As matrizes africanas, assim como as comunidades LGBTQIAP+, mulheres e negros, encontram-se entre os primeiros alvos do fundamentalismo religioso, representando o núcleo do fascismo enraizado nas periferias e que tem contaminado as igrejas neopentecostais no Brasil. Para enfrentar esse desafio, é essencial reconhecer a importância da organização das comunidades do axé. O Emancipa Axé, ao adotar essa estratégia, emerge como protagonista ao conferir uma identidade, dando cara, corpo e realizando ações para uma estratégia negra, proveniente de um programa construído por nossas mãos, as mãos do próprio povo. Pois, o trabalho de base vem da tecnologia do fazer. E o fazer é a ação, mas a ação atrelada a uma estratégia que nos leve a uma verdadeira emancipação.

Contamos com a presença do camarada Fred, que trouxe o debate da luta antirracista global, exemplificando com os ataques que o estado terrorista de Israel vem fazendo contra o povo da Palestina. Juliana Tupinambá contribuiu com reflexões sobre a necessidade de avançar conjuntamente na articulação das comunidades indígenas, ressaltando a importância de considerarmos o racismo como uma estrutura presente na sociedade, incluindo os povos originários, que foram os primeiros a enfrentar as dificuldades da colonização. 

Também houve fala da Vereadora Luana Alves, nossa representante na Câmara Municipal de São Paulo, que em conjunto com o movimento foi protagonista de uma luta histórica,  que foi a queda de um racista daquele espaço institucional, o que representa uma vitória significativa para o movimento negro no Brasil. E o Professor Alex da Mata, fundador da Rede Emancipa, também enriqueceu o debate ao abordar a formação do Emancipa e nos proporcionar uma compreensão mais profunda sobre o que é a educação popular para nós.

Os debates também abordaram a luta antimanicomial, mencionada por um dos participantes, Eduardo, e a necessidade de enfrentar as comunidades terapêuticas. Além disso, discutiu-se a privatização dos presídios, destacando o risco de tornarem-se instrumentos de senzala moderna de aprisionamento, especialmente para corpos negros.

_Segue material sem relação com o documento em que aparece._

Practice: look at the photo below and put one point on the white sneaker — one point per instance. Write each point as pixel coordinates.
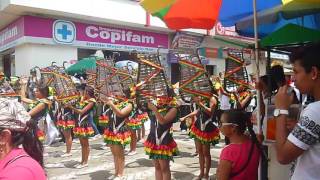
(66, 155)
(80, 166)
(132, 153)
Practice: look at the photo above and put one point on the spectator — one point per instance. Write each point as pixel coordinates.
(240, 159)
(16, 130)
(303, 142)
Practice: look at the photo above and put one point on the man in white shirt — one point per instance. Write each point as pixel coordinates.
(303, 142)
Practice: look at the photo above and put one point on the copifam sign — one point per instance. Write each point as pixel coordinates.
(78, 34)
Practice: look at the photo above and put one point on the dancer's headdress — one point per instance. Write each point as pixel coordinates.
(235, 71)
(109, 82)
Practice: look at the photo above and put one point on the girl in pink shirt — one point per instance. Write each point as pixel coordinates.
(240, 159)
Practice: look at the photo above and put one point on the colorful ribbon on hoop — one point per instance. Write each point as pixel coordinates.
(161, 99)
(200, 72)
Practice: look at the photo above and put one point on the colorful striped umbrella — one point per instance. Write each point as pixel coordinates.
(305, 13)
(203, 14)
(182, 14)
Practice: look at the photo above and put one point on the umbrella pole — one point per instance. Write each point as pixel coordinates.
(256, 51)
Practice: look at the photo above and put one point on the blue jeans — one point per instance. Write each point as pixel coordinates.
(91, 122)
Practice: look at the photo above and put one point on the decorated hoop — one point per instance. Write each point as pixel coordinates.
(194, 80)
(152, 84)
(108, 83)
(5, 89)
(65, 89)
(235, 71)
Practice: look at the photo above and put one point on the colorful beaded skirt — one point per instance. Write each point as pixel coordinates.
(83, 132)
(162, 151)
(122, 137)
(66, 124)
(41, 135)
(143, 117)
(134, 123)
(205, 137)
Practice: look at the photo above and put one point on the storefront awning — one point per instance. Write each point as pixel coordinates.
(226, 42)
(290, 34)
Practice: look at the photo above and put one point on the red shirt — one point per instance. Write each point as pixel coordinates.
(238, 154)
(25, 168)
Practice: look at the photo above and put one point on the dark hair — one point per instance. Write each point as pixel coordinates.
(307, 56)
(277, 74)
(29, 140)
(44, 90)
(238, 117)
(272, 85)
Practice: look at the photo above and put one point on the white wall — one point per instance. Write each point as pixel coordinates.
(29, 55)
(121, 12)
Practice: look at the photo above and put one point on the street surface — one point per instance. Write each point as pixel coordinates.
(137, 167)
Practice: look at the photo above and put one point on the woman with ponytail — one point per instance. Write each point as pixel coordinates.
(17, 130)
(240, 159)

Esperançar, avançar, e derrubar os grilhões! O Emancipa Axé não visa ser apenas um movimento de atividades simbólicas, embora já seja algo de grande porte e impacto. Pelo contrário, busca ser um espaço que promove ativamente perspectivas de mudança. O contragolpe não acontece de forma espontânea, e sabemos que para enfrentar as ideias fascistas e fundamentalistas, precisamos organizar a luta. 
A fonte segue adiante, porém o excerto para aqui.